Wohnen für alle

Mieter*innen eines denkmalgeschützten Wohnblocks mit 527 Wohnungen im Kreuzberger Milieuschutzgebiet
demonstrierten Ende März 2019 gegen den Verkauf ihrer Wohnungen

Foto: Christian Ditsch


Die Europäische Bürgerinitiative „Housing for All“ fordert eine soziale Wohnungspolitik

Von Werner Rügemer

Selbst der Internationale Währungsfonds (IWF) in Washington, gewiss kein Kapitalismus-Kritiker, warnt: Die Explosion der Wohnungsmieten und Wohnungspreise in den Städten der reichen Staaten gefährdet die wirtschaftliche Entwicklung. 60 Prozent Mietsteigerung seit einem Jahrzehnt. Die Erfüllung von „basic needs“, der Grundbedürfnisse für die Mehrheit der Menschen, nämlich auskömmliche Arbeit, gesunde Ernährung, sicheres Wohnen, ist gefährdet, so der IWF. Mit anderen Worten: Es geht um die elementaren Menschenrechte.

Die Immobilienspekulation in den USA hatte 2008 die Finanz- und Wirtschaftskrise ausgelöst. Trotzdem wurden Banken und Investoren nicht an die Kandare genommen, im Gegenteil. Der größte Kapitalorganisator der westlichen Welt, BlackRock, berät die Zentralbanken, auch die Europäische Zentralbank (EZB). Und die gaben BlackRock&Co üppige Kredite zum Nullzins, damit unter anderem in Deutschland mit Vonovia, Deutsche Wohnen, LEG und TAG in wenigen Jahren die größten Wohnungskonzerne zusammenkauft werden konnten. Berlin, München, Warschau, Barcelona, Stockholm, Salzburg – gezielt werden in den „Schwarmstädten“ Wohnungen aufgekauft, wo ­ohnehin schon Wohnungsnot herrscht und wo noch mehr Menschen zuziehen.

Und die Mieten steigen immer weiter

Die „Konservativen“ unter Margret Thatcher in Großbritannien haben in der EU, der Europäischen Union, den Anfang ­gemacht. Die CDU/CSU/FDP-Regierung unter Kanzler Helmut Kohl, CDU, hat die Gemeinnützigkeit der Wohnungsgenossenschaften aufgehoben, hat die Eigenbedarfskündigung der Wohnungskäufer eingeführt, hat in ihrem Privatisierungswahn die Eisenbahnerwohnungen verkauft. Dann holte die SPD/Grüne-Regierung unter Kanzler Gerhard Schröder, SPD, die „Heuschrecken“ Fortress, Cerberus, Permira, Whitehall ins Land. Und schließlich kamen mit Bundeskanzlerin Angela Merkel, CDU, die ganz Großen wie BlackRock.

Gleichzeitig haben die Regierungen in der gesamten EU den sozialen Wohnungsbau zurückgefahren. Die EU schränkte die Kreditaufnahme der Mitgliedsstaaten ein. Und zugleich lassen die Unternehmen die Arbeitseinkommen stagnieren, auch mithilfe der EU-weit nachgeahmten vier deutschen Hartz-Gesetze. Mit der Digitalisierung werden jetzt noch mehr prekäre Arbeitsverhältnisse geschaffen, während die Mieten steigen, auch für die gesuchten „Fachkräfte“ und für das ­Personal in Krankenhäusern und in den öffentlichen Verwaltungen.

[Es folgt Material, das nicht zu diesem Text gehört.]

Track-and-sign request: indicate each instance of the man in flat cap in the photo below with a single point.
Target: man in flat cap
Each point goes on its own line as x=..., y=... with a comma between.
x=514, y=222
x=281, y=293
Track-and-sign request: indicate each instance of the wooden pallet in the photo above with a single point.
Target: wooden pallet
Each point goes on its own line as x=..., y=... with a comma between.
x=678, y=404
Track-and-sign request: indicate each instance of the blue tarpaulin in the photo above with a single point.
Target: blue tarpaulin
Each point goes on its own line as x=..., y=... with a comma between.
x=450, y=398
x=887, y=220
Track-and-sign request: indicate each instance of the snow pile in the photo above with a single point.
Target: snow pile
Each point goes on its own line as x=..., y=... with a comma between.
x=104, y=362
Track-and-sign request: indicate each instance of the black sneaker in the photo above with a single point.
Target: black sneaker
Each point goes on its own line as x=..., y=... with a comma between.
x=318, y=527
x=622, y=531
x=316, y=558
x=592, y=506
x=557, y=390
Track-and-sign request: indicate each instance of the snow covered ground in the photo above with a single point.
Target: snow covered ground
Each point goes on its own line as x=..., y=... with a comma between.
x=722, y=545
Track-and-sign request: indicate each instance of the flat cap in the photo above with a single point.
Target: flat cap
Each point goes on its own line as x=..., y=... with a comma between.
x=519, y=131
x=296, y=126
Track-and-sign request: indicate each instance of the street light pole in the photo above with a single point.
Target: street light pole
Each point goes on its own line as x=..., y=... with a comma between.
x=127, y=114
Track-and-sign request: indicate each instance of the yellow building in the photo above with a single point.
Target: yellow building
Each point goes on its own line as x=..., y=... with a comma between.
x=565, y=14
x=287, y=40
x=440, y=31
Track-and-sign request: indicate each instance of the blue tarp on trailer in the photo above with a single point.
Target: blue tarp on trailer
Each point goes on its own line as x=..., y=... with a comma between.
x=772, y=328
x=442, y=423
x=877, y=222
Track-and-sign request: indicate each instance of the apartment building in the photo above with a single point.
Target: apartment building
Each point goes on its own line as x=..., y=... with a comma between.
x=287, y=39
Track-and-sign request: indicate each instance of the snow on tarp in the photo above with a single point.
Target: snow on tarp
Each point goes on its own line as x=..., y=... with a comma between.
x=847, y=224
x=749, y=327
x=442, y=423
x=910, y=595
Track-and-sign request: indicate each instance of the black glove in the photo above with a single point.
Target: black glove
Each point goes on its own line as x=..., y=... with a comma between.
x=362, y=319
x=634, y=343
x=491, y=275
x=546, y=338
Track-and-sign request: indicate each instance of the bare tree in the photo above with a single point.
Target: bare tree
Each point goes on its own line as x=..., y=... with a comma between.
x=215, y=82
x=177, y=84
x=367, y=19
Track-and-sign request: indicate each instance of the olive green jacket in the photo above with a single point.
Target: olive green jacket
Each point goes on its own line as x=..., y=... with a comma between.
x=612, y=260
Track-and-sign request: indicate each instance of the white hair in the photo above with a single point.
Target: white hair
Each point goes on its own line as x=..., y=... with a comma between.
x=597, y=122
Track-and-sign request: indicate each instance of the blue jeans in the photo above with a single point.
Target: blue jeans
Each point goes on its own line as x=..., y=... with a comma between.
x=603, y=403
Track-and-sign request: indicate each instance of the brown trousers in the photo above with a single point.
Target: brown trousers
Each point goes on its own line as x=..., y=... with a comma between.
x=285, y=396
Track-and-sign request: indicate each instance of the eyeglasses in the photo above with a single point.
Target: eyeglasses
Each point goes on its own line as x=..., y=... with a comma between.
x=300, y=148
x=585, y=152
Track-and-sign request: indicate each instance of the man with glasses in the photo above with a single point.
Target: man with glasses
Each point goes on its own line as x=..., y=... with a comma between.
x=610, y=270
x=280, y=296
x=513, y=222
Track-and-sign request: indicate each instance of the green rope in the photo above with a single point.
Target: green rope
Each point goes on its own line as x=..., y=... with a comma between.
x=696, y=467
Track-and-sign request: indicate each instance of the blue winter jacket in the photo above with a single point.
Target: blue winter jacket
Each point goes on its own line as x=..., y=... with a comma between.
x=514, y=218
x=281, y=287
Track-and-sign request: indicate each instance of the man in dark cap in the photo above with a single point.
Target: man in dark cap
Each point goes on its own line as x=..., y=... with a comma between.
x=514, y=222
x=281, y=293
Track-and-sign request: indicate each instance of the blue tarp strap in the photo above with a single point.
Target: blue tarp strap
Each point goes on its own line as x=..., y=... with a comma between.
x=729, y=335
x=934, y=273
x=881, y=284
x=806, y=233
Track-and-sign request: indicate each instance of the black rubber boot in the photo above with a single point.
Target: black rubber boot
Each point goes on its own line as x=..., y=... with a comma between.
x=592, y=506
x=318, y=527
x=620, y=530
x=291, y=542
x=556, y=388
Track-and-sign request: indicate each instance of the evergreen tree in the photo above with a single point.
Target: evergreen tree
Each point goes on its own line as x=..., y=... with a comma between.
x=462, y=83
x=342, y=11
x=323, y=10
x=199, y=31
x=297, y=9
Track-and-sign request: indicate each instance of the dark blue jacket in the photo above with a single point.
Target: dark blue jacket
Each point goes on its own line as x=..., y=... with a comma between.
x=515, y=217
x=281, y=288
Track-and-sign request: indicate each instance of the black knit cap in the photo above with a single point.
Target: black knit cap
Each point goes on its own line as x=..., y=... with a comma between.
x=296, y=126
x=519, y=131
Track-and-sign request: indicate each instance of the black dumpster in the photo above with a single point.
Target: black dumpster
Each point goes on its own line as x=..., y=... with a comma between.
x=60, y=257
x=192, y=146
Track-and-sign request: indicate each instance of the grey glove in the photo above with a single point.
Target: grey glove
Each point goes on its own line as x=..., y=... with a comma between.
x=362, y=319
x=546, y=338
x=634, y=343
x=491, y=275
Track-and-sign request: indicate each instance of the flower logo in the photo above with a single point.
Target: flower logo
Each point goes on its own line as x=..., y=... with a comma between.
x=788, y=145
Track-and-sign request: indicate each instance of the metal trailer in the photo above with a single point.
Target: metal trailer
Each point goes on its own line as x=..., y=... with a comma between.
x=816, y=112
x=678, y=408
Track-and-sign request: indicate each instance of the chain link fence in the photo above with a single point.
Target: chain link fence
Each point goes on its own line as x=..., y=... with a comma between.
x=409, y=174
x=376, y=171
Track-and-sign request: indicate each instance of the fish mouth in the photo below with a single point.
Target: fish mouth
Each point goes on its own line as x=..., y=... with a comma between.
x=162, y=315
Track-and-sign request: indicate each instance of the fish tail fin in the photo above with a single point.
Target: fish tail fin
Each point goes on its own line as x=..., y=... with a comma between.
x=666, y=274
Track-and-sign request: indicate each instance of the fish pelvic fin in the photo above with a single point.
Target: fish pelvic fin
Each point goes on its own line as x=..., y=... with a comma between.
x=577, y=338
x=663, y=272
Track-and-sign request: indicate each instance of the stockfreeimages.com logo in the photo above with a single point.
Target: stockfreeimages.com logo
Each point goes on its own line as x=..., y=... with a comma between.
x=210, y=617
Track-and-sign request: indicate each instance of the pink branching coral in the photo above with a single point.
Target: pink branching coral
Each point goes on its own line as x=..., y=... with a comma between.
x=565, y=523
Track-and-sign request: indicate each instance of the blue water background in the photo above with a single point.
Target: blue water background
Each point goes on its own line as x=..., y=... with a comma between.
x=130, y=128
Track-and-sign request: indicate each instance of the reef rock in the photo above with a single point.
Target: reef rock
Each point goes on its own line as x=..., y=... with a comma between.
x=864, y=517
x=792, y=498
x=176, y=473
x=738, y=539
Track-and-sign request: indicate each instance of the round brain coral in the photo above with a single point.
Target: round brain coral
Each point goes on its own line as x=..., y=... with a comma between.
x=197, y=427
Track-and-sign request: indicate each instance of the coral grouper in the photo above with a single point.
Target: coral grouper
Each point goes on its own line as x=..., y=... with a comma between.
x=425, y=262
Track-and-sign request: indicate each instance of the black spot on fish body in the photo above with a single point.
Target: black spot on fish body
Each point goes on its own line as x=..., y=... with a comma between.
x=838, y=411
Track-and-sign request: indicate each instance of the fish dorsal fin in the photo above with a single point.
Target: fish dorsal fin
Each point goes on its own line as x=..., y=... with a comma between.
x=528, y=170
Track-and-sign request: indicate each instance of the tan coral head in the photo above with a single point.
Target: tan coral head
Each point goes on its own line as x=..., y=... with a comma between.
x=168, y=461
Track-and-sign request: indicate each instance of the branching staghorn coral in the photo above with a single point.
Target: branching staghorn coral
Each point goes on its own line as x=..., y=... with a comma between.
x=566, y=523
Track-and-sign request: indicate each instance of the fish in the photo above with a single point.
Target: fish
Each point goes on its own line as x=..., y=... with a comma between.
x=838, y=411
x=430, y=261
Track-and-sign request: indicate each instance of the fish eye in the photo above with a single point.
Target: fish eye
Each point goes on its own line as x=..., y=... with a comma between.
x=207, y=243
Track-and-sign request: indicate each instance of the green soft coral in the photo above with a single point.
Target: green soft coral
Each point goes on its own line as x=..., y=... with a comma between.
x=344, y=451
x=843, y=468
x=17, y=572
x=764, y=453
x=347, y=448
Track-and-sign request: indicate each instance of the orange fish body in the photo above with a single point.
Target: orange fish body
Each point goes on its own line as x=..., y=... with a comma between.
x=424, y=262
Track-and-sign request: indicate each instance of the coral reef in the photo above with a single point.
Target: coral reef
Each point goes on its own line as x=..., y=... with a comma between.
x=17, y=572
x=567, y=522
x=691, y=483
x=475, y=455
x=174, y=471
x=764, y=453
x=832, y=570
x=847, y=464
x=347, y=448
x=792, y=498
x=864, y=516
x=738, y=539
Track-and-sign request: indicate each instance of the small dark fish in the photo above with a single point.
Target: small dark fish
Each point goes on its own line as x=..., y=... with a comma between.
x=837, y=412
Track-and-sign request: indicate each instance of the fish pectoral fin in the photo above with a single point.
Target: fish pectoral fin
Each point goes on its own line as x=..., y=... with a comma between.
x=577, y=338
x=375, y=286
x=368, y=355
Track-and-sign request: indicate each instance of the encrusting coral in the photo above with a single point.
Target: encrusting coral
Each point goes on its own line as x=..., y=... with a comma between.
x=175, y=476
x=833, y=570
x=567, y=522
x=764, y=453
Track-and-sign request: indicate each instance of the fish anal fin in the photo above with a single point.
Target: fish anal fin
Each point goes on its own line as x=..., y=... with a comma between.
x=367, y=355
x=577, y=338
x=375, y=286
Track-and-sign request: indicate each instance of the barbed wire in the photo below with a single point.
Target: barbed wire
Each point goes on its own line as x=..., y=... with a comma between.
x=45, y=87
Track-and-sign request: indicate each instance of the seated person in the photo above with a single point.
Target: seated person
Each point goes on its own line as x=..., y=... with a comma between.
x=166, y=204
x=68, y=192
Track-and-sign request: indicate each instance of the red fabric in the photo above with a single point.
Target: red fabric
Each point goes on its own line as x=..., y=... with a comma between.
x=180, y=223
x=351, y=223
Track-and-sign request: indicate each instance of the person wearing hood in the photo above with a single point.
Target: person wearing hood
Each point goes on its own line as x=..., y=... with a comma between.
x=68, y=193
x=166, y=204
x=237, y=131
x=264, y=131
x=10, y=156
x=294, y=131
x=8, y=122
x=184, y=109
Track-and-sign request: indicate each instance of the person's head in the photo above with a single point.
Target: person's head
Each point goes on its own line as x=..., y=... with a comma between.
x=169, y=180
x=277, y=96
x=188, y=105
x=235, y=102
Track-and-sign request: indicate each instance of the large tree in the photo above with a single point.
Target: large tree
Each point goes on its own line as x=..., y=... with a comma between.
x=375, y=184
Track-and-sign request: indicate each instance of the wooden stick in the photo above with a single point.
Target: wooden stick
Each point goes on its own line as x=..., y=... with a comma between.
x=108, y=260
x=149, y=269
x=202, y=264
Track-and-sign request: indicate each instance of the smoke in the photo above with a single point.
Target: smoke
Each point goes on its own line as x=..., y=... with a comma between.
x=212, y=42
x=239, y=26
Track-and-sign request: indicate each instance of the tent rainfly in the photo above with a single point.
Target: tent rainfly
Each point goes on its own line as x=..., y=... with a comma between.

Da kommt nun aus Wien, der europäischen Stadt mit den meisten öffentlichen Wohnungen, der Anstoß: Wir starten eine europaweite Bürgerinitiative, weil Wohnen ein Menschenrecht ist. Bereits im März 2019 gründeten sieben Bürger*innen aus Österreich, Kroatien, Spanien, Portugal, Schweden, Zypern und Deutschland die Europäische Bürgerinitiative „Housing for All!“, „Wohnen für alle“. „Wir müssen der Spekulation mit Wohnraum radikal entgegentreten. Das zerstört unsere Gesellschaft, das ist der ­Boden der radikalen Rechten in Europa! Da müssen wir ein Zeichen setzen“, sagt die Sprecherin der Initiative.